Mark Bickhard is a strong advocate for the centrality of notions of scaffolding to developmental psychology (1992, 2005, 2007). His work was influential in shaping our thoughts and plans for the workshop. In his view, conventional development accounts of representation and cognition as “encoding” context that already exists assumes a passive and backward-looking actor. Instead, Bickhard endorses an interactionist view of representation as active and forward-looking, focusing on anticipation of possible future actions and interactions. This “process ontology” is also congenial to a recursive notion of constructive learning: complex organisms—we could substitute here “complex reproducers”—can “make use of prior constructions as resources and components for variation and construction” (2005, 168). This recursive property of complex cognitive organisms or systems leads directly to the phenomenon of developmental entrenchment: “The sensitivity and even dependency of constructions on prior constructions in recursive constructivism is what constitutes development. Learning focuses on in-the-moment constructions; development focuses on dependencies in trajectories of construction over time” (ibid).

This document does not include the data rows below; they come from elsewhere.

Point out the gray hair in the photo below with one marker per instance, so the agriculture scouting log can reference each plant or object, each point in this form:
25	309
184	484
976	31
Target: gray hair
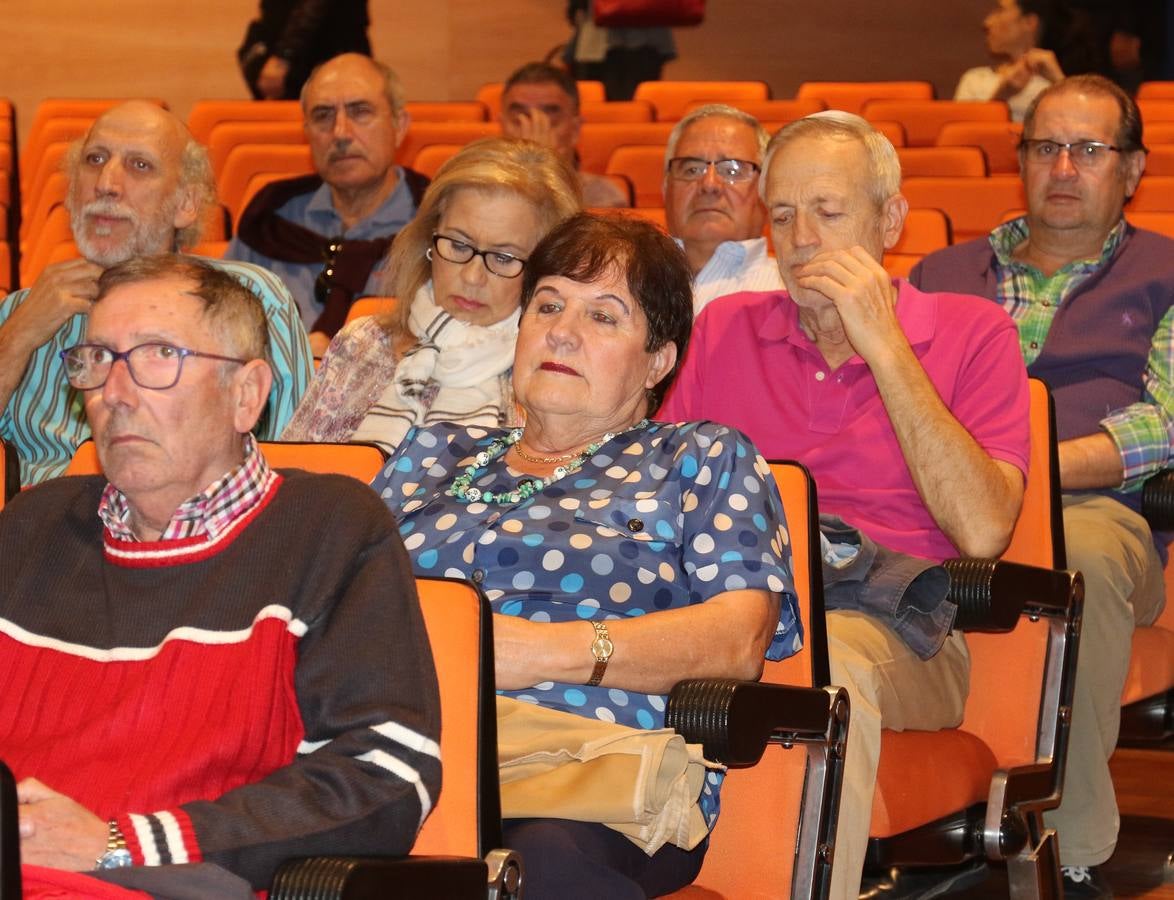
839	126
392	87
716	110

Bickhard addresses the functional nature of scaffolding, as a means not only for task completion, but for the acquisition of “less context-dependent abilities” (1992, 35). Scaffolding provides a bridge to otherwise inaccessible developmental states through its effects on selection. “Simply, constructions that don't work are selected out, and if too much construction is required before any product of that construction will work, then it is correspondingly unlikely that that particular version of complicated constructions will happen to occur such that the ‘distant’ point of stability will be reached. If there are no nearby points of stability, the system will be stuck” (ibid). A key link between selection and development is that scaffolding mutes, blocks, or suspends selection pressures so that developmental construction “that would not otherwise be functionally successful—that would otherwise be selected-out—can become successful, and thereby stable,” relative to the altered environment that imposed the selection pressure. Thus, Bickhard defines functional scaffolding as “precisely the creation of such bracketed trajectories of potential development through ‘artificially’ created nearby points of stability. In other words, it is only partially correct that the function of scaffolding is to allow the child to accomplish something that he or she could not otherwise accomplish alone—it also allows the child to develop further competencies through being provided with such bracketings of ‘normal’ selection pressures. It is this further variation and selection development, made possible by the context-dependent successes, that makes scaffolding a critical aspect of the development of less context-dependent abilities” (ibid).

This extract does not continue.